Riflessione dunque, sulla libertà e sul concetto di giustizia, e soprattutto sul modo di intendere una rivolta che la storiografia italiana tradizionale ha preferito mettere da parte. La lettura di Giorgio Galli si affaccia su scenari di cambiamento nazionale.

 «La rivolta di Reggio – spiega – ha segnato la storia italiana almeno fino alla vigilia dell’omicidio Moro. Ciò che sorprende è la scarsa attenzione a livello nazionale; le elezioni regionali del 1970 avevano consolidato una larga maggioranza di governo. Invece, proprio da Reggio che si vede privata di un diritto acquisito, il capoluogo, si apre il fronte della tensione e della destabilizzazione della politica italiana. I fatti di Reggio sono il risvolto di un sistema in crisi, ma fu soprattutto la destra a scorgere l’ingiustizia subita, (rispetto ad un governo regionale di centro sinistra) alimentando così le file del Movimento Sociale Italiano; mentre la rivolta influenzerà il governo nazionale che non sarà più di centrosinistra, ma centrista».

 Il politologo, che all’epoca lavorava a Torino e nulla aveva che vedere con la situazione del Mezzogiorno, oggi è in grado di guardare la rivolta di Reggio con un occhio molto più oggettivo e critico, di come non fecero i giornalisti italiani e gli storici di allora.

«Anche Ciccio Franco, leader di destra, all’inizio fu molto cauto verso la reazione dei reggini, che al momento venne affiancata ad una sorta di ribellismo di sinistra come richiedevano i tempi, piuttosto che ad una sollevazione spontanea di stampo popolare. Invece, la rivolta di Reggio non era un semplice fatto locale, ma il risvolto di un sistema che metteva in discussione l’andamento della politica del Paese. I successi del MSI, con Almirante alla guida, partirono proprio da Reggio Calabria. Le elezioni del 1972 portarono il Movimento Sociale Italiano ad essere il primo partito a Catania e ad ottenere un grande successo nella capitale». Almirante comincia a costruire una destra sociale nuova, di fronte ad una storia del Paese, che sembra votata a sinistra, anche in seguito alla scia del ’68 e al potere della Democrazia Cristiana.

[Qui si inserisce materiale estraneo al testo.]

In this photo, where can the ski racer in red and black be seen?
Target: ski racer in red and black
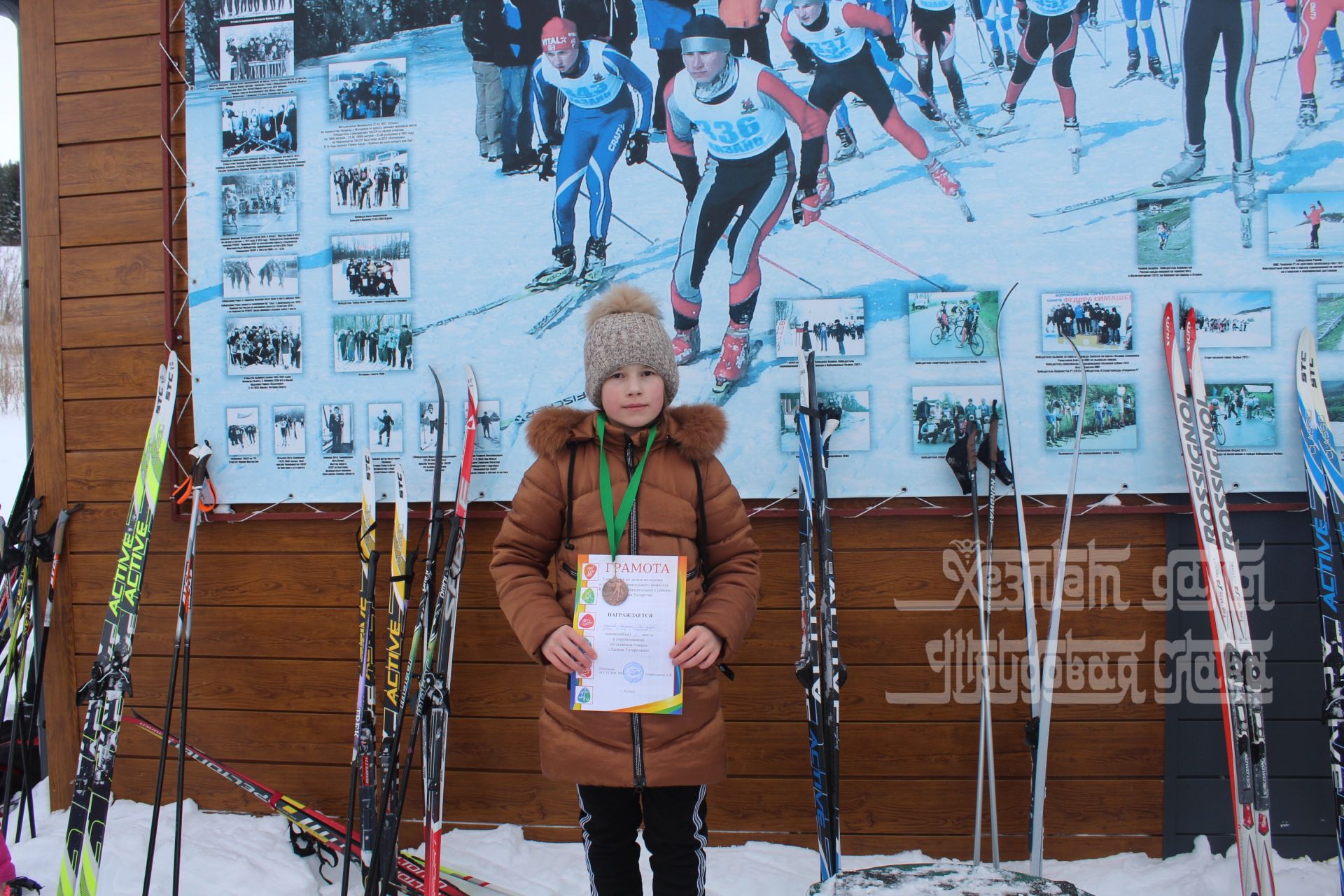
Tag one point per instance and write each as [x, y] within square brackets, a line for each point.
[831, 36]
[1046, 23]
[741, 108]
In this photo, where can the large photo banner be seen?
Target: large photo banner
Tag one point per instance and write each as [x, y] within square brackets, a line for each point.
[368, 203]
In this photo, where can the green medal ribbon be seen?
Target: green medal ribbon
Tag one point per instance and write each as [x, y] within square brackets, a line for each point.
[616, 520]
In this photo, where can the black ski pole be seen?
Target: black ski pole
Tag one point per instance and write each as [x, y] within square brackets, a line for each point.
[191, 489]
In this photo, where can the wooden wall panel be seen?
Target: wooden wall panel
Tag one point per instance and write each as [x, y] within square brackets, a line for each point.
[274, 634]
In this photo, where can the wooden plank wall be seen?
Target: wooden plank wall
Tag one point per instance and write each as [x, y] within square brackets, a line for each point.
[274, 633]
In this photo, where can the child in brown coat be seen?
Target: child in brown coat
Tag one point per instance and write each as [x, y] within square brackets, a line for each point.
[631, 767]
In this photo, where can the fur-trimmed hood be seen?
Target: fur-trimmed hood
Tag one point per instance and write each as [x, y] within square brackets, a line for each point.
[696, 430]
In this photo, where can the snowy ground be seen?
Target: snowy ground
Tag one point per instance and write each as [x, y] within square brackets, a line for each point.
[251, 856]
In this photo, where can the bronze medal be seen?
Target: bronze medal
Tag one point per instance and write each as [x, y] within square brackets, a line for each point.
[616, 592]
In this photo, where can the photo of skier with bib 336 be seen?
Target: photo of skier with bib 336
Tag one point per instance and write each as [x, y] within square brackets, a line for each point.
[634, 477]
[741, 108]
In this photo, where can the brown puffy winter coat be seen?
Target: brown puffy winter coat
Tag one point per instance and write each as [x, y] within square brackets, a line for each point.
[610, 748]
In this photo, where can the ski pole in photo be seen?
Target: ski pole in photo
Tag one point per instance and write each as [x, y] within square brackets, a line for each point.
[819, 666]
[194, 489]
[1038, 729]
[39, 649]
[441, 631]
[393, 799]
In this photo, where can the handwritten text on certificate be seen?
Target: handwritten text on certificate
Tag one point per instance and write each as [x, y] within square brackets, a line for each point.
[632, 610]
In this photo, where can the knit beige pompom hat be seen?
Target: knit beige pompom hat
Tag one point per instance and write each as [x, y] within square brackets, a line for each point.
[625, 327]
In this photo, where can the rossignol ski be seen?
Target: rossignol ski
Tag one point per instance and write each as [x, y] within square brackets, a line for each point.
[1038, 727]
[409, 871]
[1326, 495]
[436, 681]
[393, 796]
[1240, 668]
[111, 678]
[819, 666]
[194, 489]
[362, 762]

 «In questa prima fase ci fu uno spostamento della politica verso destra, sull’asse Andreotti – Malagodi». Negli anni ’70 l’opinione pubblica si spostava molto facilmente; «l’allora segretario della DC Fanfani, pensò di spostare ulteriormente l’opinione del Paese col referendum sul divorzio, prospettando in questo modo di sconfiggere le pretese della sinistra. Da questo punto di vista, dunque, gli anni ’70 sono davvero importanti perché si può riscontrare un primo spostamento a destra in seguito ai fatti di Reggio, e un secondo immediato spostamento negli anni 1973/1974 fino al 1977, verso il centro sinistra, che porterà poi alla vicenda Moro». Secondo Galli quindi, «la rivolta reggina fu marginalizzata perché non era coerente con i tempi». L’indignazione dei reggini pertanto dava una lettura contraria all’andamento della storia politica nazionale, perciò si preferì bollarla non come sollevazione popolare, e dunque al di sopra delle parti, ma come una sollecitazione criminale che attentava alla stabilità dello Stato. Perché mai lo Stato italiano, sia a livello centrale sia a livello regionale, si sia comportato così, non si è ancora capito. «Si tratta di una storia complessa – ha ribadito Giorgio Galli – dalle connotazioni complesse; quella italiana in particolare è una storia antica, di un’unità nazionale che doveva mettere sullo stesso piano le realtà regionali: fatto che non si è realizzato allora né oggi». La rivolta di Reggio Calabria, probabilmente, ci da anche la cifra del divario fra Nord e Sud, che oggi dobbiamo combattere sul fronte del federalismo avanzante.